The AD found that the GD made an overreaching statement when it said that the Claimant had in fact tried two psychiatric medications. The Claimant reported that he did not see any benefit from taking Cipralex. He explained that, as he experienced side effects from taking Risperidone, he feared possible side effects from any other psychotic medications. The Claimant’s experience with Risperidone could have reasonably explained his refusal to take other psychiatric medications. Without acknowledging that the Claimant had tried the Cipralex and Risperidone, there is much uncertainty over whether the GD member considered the reasonableness of the Claimant’s fears. This was important because when the GD member assessed the reasonableness of the Claimant’s non-compliance with treatment recommendations, she determined that the reasonableness of the Claimant’s fears had to be weighed against the possible improvement in his well-being. So, if the fears were seen to be ungrounded without any actual experiences, then the member might have concluded that those fears were unreasonable. But, if the GD member was mindful that the Claimant had adverse side effects from taking certain medications, then the GD member might or could have concluded that there was a real and legitimate explanation for his fears. The GD member could have then concluded that his fears were reasonable. And, if his fears were reasonable, then his non-compliance might have been seen as reasonable too. The GD should have explicitly addressed the Claimant’s explanation for his non-compliance with treatment recommendations when it assessed the reasonableness of his non-compliance with taking other psychiatric medications.

The AD allowed the appeal and because there may be gaps in the evidence with respect to potential side effects for the additional medications that the psychiatrist prescribed to the Claimant, it returned the matter back to the GD for reconsideration.

Decision Content

Citation: TB v Minister of Employment and Social Development, 2022 SST 6

Social Security Tribunal of Canada
Appeal Division

Decision

Appellant: T. B.
Representative: Therese Menard (paralegal)
Respondent: Minister of Employment and Social Development
Representative: Joshua Toews (counsel)

Decision under appeal: General Division decision dated May 31, 2021 (GP-19-1091)

Tribunal member: Janet Lew
Type of hearing: Teleconference
Hearing date: November 2, 2021
Hearing participants: Appellant
Appellant’s representative
Respondent’s representative
Decision date: January 6, 2022
File number: AD-21-268

On this page

Decision

[1] The appeal is allowed. The matter will go back to the General Division for reconsideration.

Overview

[2] The Appellant, T. B. (Claimant), is appealing the General Division decision. The General Division found that the Claimant unreasonably failed to follow treatment recommendations that might have significantly improved his disability status. Because it found that he had unreasonably failed to follow treatment options, the General Division concluded that the Claimant failed to establish that he had a severe disability.

[3] The Claimant argues that the General Division made several legal and factual errors throughout its decision.

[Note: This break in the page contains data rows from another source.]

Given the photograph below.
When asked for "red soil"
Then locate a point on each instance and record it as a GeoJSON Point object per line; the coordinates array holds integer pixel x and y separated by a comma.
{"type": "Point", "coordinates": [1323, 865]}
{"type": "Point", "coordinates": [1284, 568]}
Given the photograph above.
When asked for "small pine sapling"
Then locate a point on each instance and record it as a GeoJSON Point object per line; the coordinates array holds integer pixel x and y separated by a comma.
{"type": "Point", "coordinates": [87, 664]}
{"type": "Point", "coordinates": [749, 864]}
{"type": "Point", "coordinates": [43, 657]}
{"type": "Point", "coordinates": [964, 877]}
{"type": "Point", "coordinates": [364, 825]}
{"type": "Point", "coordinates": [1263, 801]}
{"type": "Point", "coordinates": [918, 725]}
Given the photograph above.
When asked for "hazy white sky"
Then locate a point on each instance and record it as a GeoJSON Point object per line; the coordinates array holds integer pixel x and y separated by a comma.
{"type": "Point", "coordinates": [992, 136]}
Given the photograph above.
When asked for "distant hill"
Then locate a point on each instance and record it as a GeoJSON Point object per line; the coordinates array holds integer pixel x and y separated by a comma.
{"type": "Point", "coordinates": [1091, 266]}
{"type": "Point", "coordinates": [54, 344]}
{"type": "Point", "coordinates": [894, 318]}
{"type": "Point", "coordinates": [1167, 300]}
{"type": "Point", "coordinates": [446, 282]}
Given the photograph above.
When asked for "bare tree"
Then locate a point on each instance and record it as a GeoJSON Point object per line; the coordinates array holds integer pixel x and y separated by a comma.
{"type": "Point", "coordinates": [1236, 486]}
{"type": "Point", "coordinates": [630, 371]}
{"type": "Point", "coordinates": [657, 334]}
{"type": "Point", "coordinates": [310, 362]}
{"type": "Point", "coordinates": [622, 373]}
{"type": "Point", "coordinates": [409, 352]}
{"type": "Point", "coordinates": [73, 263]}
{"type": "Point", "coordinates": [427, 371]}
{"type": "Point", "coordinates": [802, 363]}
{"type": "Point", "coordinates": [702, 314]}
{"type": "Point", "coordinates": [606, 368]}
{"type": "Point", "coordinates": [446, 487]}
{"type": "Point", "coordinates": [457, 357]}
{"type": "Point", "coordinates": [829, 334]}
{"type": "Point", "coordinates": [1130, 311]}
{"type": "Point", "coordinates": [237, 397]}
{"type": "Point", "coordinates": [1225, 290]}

The Claimant asked the Appeal Division to return the matter to the General Division for a reconsideration, given some of the gaps in the medical evidence and the need to clarify some of the existing evidence.

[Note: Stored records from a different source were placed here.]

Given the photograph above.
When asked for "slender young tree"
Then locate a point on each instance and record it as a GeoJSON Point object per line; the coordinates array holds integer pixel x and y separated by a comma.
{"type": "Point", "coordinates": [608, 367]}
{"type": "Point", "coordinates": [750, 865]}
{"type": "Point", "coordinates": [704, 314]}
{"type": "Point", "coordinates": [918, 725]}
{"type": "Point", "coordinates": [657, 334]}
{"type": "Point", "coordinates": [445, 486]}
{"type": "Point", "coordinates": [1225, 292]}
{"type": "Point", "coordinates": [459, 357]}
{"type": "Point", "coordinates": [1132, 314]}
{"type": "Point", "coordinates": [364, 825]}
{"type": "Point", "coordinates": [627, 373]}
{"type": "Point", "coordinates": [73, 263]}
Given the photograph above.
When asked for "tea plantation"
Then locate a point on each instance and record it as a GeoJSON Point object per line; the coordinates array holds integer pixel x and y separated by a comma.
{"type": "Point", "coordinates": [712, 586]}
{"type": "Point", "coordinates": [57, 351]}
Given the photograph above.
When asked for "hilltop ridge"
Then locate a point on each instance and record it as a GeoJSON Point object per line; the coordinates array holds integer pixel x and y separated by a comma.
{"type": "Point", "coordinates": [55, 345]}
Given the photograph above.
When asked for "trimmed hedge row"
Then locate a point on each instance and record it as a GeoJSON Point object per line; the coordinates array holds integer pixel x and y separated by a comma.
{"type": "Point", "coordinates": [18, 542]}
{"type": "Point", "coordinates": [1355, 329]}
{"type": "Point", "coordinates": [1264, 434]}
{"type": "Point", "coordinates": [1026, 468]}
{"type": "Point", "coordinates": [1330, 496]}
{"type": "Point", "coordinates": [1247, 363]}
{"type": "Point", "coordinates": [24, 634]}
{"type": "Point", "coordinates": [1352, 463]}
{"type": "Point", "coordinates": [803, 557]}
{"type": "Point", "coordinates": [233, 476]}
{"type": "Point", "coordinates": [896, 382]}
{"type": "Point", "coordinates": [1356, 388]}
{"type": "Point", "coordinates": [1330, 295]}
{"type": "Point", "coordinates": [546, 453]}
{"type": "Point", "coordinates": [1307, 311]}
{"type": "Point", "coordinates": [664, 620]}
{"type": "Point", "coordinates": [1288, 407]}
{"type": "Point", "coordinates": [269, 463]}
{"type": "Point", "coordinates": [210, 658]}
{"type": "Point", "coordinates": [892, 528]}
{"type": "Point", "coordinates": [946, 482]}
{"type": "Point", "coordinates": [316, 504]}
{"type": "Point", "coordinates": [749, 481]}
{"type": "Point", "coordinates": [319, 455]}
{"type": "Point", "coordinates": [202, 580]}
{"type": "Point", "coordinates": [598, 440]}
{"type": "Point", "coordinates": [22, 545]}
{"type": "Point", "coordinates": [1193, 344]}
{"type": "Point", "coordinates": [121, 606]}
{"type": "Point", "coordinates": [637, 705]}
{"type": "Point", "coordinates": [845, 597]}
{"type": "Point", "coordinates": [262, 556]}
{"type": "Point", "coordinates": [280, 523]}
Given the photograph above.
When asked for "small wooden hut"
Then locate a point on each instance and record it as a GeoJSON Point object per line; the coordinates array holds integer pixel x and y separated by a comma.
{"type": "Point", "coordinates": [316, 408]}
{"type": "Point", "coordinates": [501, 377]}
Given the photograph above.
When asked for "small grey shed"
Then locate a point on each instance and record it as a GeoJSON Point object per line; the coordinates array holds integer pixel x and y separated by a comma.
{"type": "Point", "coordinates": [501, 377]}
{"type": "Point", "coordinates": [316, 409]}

[4] The Respondent, the Minister of Employment and Social Development (Minister), denies that the General Division made any reviewable errors. The Minister asks the Appeal Division to dismiss the appeal. Alternatively, In the event that the Appeal Division finds that the General Division made a reviewable error, the Minister asks the Appeal Division to substitute its own decision. But, the Minister argues that, even if it substitutes its own decision, the Appeal Division should still dismiss the appeal, as the evidence does not support a finding of a severe disability.

Issue

[5] The issue is whether the General Division failed to consider some of the evidence when it found that the Claimant failed to follow reasonable treatment recommendations, that his refusal was unreasonable, and that the treatment could have improved the Claimant’s condition and work capacity

Analysis

[6] The Appeal Division may intervene in General Division decisions if there are jurisdictional, procedural, legal, or certain types of factual errors.Footnote 1

Did the General Division fail to consider some of the evidence about the Claimant’s compliance with treatment recommendations?

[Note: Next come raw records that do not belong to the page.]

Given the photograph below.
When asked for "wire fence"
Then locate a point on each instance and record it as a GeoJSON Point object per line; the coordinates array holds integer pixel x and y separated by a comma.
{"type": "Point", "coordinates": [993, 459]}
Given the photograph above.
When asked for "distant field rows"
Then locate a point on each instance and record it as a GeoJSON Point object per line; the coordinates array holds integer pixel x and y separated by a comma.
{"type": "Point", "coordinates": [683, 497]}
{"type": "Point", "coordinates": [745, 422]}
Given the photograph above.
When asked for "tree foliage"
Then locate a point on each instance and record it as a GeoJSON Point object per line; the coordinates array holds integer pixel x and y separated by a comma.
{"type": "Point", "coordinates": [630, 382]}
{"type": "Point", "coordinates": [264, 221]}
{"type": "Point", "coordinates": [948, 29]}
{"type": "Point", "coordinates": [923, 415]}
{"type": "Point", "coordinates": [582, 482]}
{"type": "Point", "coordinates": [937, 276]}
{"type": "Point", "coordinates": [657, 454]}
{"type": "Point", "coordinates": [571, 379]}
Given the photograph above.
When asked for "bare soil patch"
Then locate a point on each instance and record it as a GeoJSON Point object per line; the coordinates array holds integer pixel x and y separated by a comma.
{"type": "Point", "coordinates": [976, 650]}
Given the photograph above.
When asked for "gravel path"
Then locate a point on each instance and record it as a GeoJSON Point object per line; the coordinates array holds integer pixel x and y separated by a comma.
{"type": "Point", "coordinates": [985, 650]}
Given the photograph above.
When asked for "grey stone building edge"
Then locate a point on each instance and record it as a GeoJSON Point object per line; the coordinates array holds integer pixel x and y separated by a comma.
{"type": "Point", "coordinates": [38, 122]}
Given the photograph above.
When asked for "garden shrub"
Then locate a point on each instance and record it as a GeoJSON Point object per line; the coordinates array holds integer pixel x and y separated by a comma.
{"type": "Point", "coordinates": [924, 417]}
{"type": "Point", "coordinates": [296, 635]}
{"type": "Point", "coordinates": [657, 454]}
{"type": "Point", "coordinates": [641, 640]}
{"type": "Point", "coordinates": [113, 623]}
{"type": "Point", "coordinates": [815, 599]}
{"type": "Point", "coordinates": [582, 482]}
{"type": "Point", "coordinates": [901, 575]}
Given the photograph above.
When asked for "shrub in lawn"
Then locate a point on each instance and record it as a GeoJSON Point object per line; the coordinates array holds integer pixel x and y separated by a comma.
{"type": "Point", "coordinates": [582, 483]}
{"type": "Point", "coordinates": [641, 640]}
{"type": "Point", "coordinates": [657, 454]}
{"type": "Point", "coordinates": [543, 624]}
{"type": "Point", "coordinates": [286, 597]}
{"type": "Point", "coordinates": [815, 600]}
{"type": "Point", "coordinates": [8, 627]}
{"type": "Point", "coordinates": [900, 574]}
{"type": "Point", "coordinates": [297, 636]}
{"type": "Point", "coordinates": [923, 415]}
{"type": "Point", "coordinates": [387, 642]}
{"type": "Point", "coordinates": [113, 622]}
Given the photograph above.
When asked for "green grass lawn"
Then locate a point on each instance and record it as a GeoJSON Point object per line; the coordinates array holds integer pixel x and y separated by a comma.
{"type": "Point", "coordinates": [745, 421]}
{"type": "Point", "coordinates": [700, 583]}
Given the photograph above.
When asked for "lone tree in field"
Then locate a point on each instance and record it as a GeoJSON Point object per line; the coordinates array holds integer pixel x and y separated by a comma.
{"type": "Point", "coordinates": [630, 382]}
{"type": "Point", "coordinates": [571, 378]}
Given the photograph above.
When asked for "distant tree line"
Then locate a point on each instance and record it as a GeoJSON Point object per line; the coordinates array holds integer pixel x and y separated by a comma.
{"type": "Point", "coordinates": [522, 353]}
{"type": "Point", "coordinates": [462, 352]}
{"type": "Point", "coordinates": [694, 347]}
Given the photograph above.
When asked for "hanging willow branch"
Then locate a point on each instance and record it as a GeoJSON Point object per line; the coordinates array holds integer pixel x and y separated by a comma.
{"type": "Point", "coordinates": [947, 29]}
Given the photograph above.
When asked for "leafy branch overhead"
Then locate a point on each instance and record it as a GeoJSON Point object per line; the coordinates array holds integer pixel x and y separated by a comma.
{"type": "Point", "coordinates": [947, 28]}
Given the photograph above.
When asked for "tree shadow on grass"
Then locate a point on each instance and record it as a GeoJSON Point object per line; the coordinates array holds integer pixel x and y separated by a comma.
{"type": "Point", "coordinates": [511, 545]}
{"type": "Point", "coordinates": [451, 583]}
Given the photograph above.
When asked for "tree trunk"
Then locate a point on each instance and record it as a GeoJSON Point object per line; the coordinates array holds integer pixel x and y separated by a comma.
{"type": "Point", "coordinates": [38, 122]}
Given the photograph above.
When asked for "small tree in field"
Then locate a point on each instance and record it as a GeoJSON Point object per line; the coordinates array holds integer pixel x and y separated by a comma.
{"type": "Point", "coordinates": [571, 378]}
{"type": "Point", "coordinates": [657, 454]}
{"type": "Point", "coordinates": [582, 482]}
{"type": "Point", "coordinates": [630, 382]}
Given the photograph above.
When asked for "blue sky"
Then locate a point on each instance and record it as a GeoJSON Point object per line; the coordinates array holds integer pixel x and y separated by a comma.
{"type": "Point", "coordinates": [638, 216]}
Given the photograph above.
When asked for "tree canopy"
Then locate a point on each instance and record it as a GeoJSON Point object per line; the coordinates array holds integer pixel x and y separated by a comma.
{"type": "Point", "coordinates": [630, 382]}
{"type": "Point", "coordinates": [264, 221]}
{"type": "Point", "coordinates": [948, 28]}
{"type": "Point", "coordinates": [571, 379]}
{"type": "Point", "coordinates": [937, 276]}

Brief background history – overview of medical records

[7] The Claimant has a longstanding history of generalized anxiety disorder and social anxiety disorder. The Claimant has also had bilateral inguinal pain since 2016, for which he has had extensive investigations, including an exploratory laparoscopy.

[8] The Claimant’s former family doctor prepared a Canada Pension Plan medical report dated September 18, 2018. She was of the opinion that the Claimant had numerous functional limitations. He avoided others, was anxious to leave his home, and had limited sitting and standing tolerance due to pain. The Claimant had just started medication and a psychiatric consultation was pending.

[9] The family doctor was of the opinion that the Claimant’s prognosis was unknown, noting that his longstanding generalized anxiety disorder and social anxiety could be difficult to treat. She noted that he had also had chronic pain for more than two years, despite physiotherapy. The prognosis was guarded for any improvement of his chronic pain.Footnote 2

[10] The Claimant saw a psychiatrist on several occasions between October 2018 and April 2019. The psychiatrist diagnosed the Claimant with a generalized anxiety disorder, social anxiety disorder, and delusional disorder somatic type.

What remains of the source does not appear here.